Tampoco soportaban a los que leían rápido. Si uno, por ejemplo, sacaba dos libros y los devolvía dos días más tarde, se ponían realmente serios.
—Pero ¿ya los ha leído? —preguntaban frunciendo el ceño.
No digamos ya si alguien devolvía los libros al día siguiente de sacarlos. Entonces podían llegar a ponerse realmente desagradables. Eso sí que no, que les tomaran el pelo a ellos, no.
—No le ha dado tiempo a leerlos —decían con gesto muy serio.
—¿Cómo? —decía el interpelado, que no daba crédito a lo que estaba oyendo.
—Los sacó ayer. Y este libro —decía el Tolilo abriendo el volumen más grueso con gesto sagaz, como dando a entender que a él no se le pasaba una—, éste tiene 495 páginas. Y lo sacó ayer.
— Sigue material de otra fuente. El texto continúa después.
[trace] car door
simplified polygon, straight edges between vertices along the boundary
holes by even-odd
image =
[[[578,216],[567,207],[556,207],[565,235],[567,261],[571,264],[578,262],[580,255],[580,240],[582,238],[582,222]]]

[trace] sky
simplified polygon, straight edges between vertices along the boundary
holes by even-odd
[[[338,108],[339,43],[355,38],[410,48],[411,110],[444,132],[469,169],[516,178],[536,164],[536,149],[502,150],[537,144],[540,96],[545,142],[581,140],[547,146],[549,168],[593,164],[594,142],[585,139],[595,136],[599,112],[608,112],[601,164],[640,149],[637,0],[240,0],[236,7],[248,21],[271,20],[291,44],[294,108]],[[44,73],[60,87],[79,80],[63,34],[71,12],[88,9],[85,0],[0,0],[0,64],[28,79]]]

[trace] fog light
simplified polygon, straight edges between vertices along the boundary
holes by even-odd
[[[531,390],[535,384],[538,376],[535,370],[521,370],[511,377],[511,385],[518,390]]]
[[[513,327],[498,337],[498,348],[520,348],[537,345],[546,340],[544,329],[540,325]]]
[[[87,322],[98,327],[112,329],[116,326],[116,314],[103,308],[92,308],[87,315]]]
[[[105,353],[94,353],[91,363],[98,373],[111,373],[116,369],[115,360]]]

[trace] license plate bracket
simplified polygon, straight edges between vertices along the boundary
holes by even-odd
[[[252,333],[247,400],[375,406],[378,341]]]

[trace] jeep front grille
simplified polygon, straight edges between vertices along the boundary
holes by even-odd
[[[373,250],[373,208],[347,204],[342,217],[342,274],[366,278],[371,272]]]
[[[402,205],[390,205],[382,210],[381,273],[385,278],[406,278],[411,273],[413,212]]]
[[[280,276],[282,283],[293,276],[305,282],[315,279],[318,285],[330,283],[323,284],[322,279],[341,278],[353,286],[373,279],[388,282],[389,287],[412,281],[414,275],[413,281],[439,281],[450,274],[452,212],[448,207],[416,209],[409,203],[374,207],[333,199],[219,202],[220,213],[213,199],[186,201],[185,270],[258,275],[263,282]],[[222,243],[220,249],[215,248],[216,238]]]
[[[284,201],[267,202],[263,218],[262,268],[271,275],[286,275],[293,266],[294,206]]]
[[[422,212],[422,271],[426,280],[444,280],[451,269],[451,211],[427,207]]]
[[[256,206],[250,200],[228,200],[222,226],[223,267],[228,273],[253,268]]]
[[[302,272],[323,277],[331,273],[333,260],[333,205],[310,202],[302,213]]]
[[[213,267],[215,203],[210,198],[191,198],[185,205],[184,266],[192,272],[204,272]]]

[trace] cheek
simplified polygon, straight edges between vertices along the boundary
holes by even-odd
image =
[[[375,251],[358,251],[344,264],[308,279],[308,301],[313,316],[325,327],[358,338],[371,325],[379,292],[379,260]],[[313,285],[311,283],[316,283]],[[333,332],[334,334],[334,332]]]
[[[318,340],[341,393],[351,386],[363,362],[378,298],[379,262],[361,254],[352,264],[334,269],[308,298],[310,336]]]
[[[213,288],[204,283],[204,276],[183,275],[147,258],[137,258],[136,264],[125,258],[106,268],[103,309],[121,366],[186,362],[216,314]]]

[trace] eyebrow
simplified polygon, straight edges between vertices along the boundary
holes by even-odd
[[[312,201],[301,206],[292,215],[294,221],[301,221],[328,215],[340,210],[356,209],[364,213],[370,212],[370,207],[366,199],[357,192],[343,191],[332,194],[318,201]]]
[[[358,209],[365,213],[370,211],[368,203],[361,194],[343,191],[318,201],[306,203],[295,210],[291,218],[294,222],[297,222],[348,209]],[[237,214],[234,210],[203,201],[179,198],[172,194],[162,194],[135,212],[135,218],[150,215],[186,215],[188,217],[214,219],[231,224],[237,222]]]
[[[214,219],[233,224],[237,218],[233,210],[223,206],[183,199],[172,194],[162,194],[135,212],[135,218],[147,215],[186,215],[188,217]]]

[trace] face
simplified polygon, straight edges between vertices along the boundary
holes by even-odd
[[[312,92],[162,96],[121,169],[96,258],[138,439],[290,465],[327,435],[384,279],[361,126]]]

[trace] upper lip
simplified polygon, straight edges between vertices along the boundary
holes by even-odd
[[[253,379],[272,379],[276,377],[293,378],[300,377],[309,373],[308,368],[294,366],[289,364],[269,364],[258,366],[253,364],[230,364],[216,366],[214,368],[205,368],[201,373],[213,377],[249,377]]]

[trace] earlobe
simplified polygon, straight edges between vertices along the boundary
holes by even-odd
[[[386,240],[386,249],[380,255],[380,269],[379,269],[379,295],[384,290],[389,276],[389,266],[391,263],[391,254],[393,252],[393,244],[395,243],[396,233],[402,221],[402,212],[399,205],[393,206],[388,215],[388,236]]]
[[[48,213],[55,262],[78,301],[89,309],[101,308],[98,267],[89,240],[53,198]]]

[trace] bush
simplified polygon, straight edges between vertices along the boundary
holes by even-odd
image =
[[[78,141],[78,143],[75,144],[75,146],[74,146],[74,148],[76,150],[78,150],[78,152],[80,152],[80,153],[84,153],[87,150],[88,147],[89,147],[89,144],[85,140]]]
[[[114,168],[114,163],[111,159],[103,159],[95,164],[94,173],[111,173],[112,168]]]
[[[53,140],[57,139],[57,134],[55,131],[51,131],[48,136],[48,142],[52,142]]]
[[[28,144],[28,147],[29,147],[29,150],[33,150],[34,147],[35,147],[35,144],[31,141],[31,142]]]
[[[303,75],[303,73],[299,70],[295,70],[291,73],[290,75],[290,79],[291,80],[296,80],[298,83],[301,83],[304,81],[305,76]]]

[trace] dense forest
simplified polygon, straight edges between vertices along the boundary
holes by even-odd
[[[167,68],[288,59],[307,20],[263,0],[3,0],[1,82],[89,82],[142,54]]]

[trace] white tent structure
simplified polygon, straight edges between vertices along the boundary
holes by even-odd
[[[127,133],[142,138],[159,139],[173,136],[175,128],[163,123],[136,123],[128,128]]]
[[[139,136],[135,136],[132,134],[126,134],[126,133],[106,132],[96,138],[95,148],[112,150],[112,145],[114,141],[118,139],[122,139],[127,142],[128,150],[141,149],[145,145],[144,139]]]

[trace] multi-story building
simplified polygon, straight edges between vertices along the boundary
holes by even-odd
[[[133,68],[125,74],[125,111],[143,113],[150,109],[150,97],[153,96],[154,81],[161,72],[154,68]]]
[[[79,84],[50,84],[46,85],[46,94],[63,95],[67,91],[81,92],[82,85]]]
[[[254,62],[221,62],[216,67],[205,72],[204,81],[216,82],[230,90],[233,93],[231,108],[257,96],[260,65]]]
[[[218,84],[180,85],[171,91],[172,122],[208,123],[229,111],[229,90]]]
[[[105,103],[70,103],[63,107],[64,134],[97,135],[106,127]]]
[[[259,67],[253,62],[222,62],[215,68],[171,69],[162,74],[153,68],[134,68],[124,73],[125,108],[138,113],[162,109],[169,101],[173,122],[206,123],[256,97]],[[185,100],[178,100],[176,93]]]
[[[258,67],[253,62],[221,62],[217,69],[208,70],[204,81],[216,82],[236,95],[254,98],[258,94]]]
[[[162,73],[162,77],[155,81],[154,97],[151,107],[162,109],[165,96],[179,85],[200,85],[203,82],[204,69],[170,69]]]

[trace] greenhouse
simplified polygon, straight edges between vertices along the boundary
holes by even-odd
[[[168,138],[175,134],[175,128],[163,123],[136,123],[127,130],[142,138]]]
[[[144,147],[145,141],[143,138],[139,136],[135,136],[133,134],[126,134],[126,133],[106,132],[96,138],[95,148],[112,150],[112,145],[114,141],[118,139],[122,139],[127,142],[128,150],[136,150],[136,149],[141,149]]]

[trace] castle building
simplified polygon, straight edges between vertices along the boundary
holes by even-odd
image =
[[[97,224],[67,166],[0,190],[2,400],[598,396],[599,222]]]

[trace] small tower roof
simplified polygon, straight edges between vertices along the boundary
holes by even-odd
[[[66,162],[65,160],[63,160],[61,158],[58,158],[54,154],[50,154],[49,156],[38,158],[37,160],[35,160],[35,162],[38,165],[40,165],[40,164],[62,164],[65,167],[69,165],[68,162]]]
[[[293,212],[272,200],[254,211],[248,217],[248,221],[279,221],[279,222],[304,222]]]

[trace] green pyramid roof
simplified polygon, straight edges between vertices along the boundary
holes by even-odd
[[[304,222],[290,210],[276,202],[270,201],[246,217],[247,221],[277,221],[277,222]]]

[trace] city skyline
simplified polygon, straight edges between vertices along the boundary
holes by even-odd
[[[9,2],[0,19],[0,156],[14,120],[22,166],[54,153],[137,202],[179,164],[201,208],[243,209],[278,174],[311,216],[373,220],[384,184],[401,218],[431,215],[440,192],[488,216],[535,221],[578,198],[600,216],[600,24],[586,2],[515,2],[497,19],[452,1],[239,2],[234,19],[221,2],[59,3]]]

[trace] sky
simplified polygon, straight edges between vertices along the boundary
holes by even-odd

No le ha podido dar tiempo a leerlo.
—Es una historia de los castillos de España, y yo sólo estoy interesado en el castillo de Medina del Campo —explicaba el lector—. No, no lo he leído entero. No necesito leerlo entero.
—Es un estudio sobre las poetisas hispanoamericanas, pero sólo lo necesitaba para cotejar unas fechas de publicación —podía decir, por ejemplo, una tímida lectora.
—¡Pues si sacan los libros para no leerlos…! —decía el Tolilo con muy malos modos—. ¡Si los devuelven sin haberlos leído…!
—El caso es hacernos trabajar a nosotros —decía el Paleto mirando con cara de odio al señor amante de los castillos, a la joven interesada en las poetisas de Hispanoamérica. Y luego, con un suspiro sentidísimo, colocaba los libros sobre el carrito que utilizaban para devolverlos a su sitio y volvía a sentarse en su banqueta.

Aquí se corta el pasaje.